As if unemployment weren't enough of a burden for Levy, 48, of King of Prussia, the IRS is after him for $353,000 in Life's Good payroll taxes the agency says the Philadelphia company failed to turn over.
"I had nothing to do with taxes," Levy said in an interview at his attorney's office. He said his last title was chief of staff, which meant he was a "glorified firefighter," though he also handled some negotiations for Stinson.
From 2006 to June 2010, Life's Good raised $16 million from investors nationwide, purporting to make high-interest, short-term real estate loans while properties were being fixed up for sale. In reality, prosecutors alleged, Stinson used investors' money for himself and his family, and to pay earlier participants to perpetuate the scheme.
Stinson, in jail since April for violating the terms of a restraining order, is scheduled to change his plea from not guilty to guilty in federal court in Philadelphia on Aug. 15. His attorneys, federal public defenders Felicia Sarner and Stuart Patchen, had no comment Thursday.
Authorities have not charged Levy or other Life's Good employees, some of whom had equally responsible positions, with any crimes. But now the IRS is threatening to turn Levy's life upside down.

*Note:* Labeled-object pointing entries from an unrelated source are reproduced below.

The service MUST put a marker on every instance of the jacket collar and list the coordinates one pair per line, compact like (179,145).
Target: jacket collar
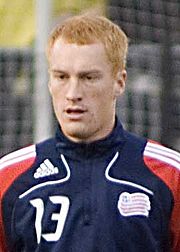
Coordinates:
(115,140)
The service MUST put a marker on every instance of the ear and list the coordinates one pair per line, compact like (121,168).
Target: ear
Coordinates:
(49,86)
(120,82)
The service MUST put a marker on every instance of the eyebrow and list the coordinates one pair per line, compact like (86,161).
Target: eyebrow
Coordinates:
(86,72)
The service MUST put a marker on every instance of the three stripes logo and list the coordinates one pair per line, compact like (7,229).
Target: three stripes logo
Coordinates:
(164,154)
(45,169)
(131,204)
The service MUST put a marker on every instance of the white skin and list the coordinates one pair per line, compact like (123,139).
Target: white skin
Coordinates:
(84,90)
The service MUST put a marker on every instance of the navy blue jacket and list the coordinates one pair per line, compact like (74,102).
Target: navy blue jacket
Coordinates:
(119,194)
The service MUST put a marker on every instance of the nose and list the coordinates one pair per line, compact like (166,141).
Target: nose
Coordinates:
(74,90)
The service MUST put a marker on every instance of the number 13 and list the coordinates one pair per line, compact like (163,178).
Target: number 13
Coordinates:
(59,217)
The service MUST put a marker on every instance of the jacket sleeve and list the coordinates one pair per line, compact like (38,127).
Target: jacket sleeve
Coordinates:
(11,167)
(165,164)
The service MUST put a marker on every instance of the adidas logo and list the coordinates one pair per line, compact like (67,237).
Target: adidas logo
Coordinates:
(45,169)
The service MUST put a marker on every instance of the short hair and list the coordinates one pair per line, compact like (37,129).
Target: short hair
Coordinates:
(88,29)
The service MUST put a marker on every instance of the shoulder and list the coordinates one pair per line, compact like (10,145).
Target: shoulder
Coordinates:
(155,153)
(15,164)
(164,163)
(25,155)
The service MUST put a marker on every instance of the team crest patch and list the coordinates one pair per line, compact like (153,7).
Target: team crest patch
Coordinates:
(131,204)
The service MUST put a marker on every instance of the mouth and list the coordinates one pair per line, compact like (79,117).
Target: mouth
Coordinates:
(75,113)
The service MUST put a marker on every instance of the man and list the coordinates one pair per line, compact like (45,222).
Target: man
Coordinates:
(94,187)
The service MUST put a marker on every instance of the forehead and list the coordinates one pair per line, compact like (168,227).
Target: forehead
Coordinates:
(64,54)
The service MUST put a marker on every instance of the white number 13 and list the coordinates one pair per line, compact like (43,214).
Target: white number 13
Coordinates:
(59,217)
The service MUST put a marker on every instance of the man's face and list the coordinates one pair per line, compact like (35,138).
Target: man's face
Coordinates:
(83,90)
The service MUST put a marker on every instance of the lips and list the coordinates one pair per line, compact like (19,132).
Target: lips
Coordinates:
(75,113)
(74,110)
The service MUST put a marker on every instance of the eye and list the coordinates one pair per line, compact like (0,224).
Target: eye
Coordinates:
(61,76)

"We believe it's really outrageous for the government to be taking this position. You have a criminal on one hand, and you're going to go after the office manager at his company for all this money," said Kevin Johnson, Levy's attorney, who works in the West Conshohocken office of Chamberlain, Hrdlicka, White, Williams & Aughtry.
"It's just not the right thing to do. Someone at the IRS has to step up and say, 'This is not right,' " said Johnson, who was an IRS agent and appeals officer before switching to law.
IRS spokesman Mark Hanson said the agency could not comment on the case.
Surprisingly to many, the IRS can pursue an employee it deems a "responsible person" for unpaid taxes. A responsible person is one who has the authority to decide which bills a company pays and which it does not pay.
"An employee is not a responsible person if the employee's function was solely to pay the bills as directed by a superior," according to an IRS publication on the penalty Levy is fighting.
"My experience is, when the IRS has unfunded payroll taxes, they look at an expansive net of people they can go after," said Stephen Scherf, a certified public accountant and principal at Asterion Inc., a financial and economic consulting firm in Center City.
Check-signing authority is a red flag for the IRS.
Levy started working at Life's Good in August 2008 and got limited check-signing authority in November 2009. Still, he said he had no say over what to pay and what not to pay.
Stinson "would put money into these accounts to pay these things, and at that time I would pay them, but he had total control of what was coming in and what was going out," Levy said.
In May, the IRS filed a $159,135 lien on Levy's house. The rest of the $353,000 demand is under appeal.
The IRS is not going to get the money from Levy, who is married and has two sons, Johnson said. He doesn't have it.
"All they're going to do is ruin Chris' life," Johnson said. "Why should Chris be another victim of Stinson's crimes?"